Was ist hier los? Das Video zu „On“ das Single von ihrem letzten Album war ein komprimierter Fantasy-Blockbuster, der Referenzen von „Herr der Ringe“ bis „Der König der Löwen“ kombinierte. Die Mitglieder von BTS rannten auf riesigen Bergen herum, gingen über Schlachtfelder und standen vor Noahs verrosteter Arche. Und nun, in dem am Freitag veröffentlichten Clip Über die Lead-Single ihres neuen Albums „BE“ putzen sich die Südkoreaner die Zähne, essen Pizza, machen einen Ausflug ins Auto und spielen auf dem Sofa.
Eine Pandemie hinterlässt keine Spuren in der derzeit wahrscheinlich größten Band der Welt. Die Welt, in der sie letzten Februar ihr Album „Map Of The Soul: 7“ veröffentlichten, war noch eine andere. Darin war beispielsweise eine weltweite Stadiontour geplant, die die K-Pop-Gruppe im Sommer nach Berlin geführt hätte. Natürlich wurde es abgesagt.

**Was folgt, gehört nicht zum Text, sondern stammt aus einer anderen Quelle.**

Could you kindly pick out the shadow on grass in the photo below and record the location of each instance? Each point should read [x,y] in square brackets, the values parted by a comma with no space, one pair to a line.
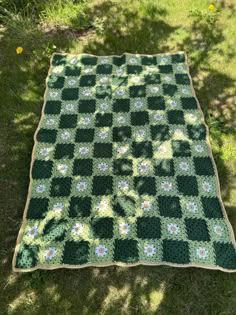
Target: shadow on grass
[138,290]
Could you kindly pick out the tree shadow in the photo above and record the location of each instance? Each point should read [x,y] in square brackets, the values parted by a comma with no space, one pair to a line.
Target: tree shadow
[138,290]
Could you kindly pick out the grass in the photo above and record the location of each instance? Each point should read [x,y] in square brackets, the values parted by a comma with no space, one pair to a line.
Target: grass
[111,27]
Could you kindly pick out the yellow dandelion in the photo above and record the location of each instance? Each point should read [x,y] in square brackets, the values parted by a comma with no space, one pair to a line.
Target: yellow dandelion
[19,50]
[211,7]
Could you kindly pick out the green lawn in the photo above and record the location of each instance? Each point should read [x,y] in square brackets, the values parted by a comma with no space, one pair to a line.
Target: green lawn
[111,27]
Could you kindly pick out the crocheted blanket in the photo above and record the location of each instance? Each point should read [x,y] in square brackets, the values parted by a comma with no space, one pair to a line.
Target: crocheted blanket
[122,172]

Dann gab BTS im April bekannt, dass sie an einem neuen Album arbeiten. Sie dokumentierten den Erstellungsprozess in Live-Streams auf YouTube. Dort konnte man sie zum Beispiel sehen beim gemeinsamen essen diskutierte das Konzept für das neue Musikvideo. Das Erfolgsrezept der Gruppe beinhaltet enge Beziehungen zu ihren Fans, bekannt als „Army“, mit denen sie in sozialen Medien interagieren.
Dazwischen gab es in der üblichen BTS-Art einige Aufzeichnungen. Im Spätsommer landeten sie als erste südkoreanische Band mit dem Disco-Pop-Song „Dynamite“ auf Platz eins der US-Single-Charts. Das Video wurde innerhalb der ersten 24 Stunden über 100 Millionen Mal auf YouTube angeklickt, mehr als jeder andere Clip auf der Plattform zuvor. Und im Oktober sahen sie fast eine Million Menschen aus 191 Ländern bei zwei Online-Konzerten.

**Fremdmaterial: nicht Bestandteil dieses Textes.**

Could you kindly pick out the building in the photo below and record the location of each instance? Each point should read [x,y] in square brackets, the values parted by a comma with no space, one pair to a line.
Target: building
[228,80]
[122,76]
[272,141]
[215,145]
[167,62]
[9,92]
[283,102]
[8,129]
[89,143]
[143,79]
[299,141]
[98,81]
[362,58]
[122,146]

Also jetzt das neue Album »BE«, das im Grunde überhaupt keines ist. Denn neben dem Hit „Dynamite“ und einem kurzen Ski, in dem BTS über den Erfolg seiner Charts spricht, gibt es in 28 Minuten Spielzeit nur sechs neue Songs. Trotzdem ist es abwechslungsreich: Wohlfühl-Pop, Balladen, Retro-Hip-Hop und Disco.

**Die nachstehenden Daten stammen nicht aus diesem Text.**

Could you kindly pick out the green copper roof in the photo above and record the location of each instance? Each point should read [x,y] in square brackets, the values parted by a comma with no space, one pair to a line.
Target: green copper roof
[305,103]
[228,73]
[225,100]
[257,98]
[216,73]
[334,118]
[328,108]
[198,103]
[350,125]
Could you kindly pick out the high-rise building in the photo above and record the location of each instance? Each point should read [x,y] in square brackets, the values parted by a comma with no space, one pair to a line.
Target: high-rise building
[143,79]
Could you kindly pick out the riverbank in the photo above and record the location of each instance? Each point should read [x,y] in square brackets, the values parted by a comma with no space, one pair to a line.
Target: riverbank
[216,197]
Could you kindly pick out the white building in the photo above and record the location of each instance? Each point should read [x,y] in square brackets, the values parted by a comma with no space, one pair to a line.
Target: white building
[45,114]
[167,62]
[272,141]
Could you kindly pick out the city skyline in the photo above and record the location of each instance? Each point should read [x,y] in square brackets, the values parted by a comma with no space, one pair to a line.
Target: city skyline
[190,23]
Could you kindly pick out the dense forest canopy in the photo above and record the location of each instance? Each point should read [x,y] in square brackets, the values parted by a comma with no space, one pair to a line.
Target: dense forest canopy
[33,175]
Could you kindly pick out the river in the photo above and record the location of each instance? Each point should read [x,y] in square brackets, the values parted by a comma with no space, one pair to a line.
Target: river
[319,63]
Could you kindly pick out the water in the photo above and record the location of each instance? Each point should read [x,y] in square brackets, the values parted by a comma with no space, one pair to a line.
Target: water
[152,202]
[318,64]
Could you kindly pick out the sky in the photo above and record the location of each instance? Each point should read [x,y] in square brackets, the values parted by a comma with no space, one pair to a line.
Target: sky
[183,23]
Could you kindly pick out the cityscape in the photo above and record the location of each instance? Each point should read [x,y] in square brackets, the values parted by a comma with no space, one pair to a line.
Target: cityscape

Für eine lange Zeit ist die Platte jedoch für K-Pop-Verhältnisse geradezu puristisch. Hier ein Orgelteppich, dort Klavierakkorde und ein paar Trommeln: Produktionsende. Dies sind Stücke, die nicht so aussehen, als wären sie für das große Stadion geschrieben worden, sondern für die Quarantäne-Arena zu Hause und die widersprüchlichen Stimmungen beim Herunterfahren. Sie können zu den neuen Liedern tanzen, traurig sein und gleichzeitig Hoffnung gewinnen.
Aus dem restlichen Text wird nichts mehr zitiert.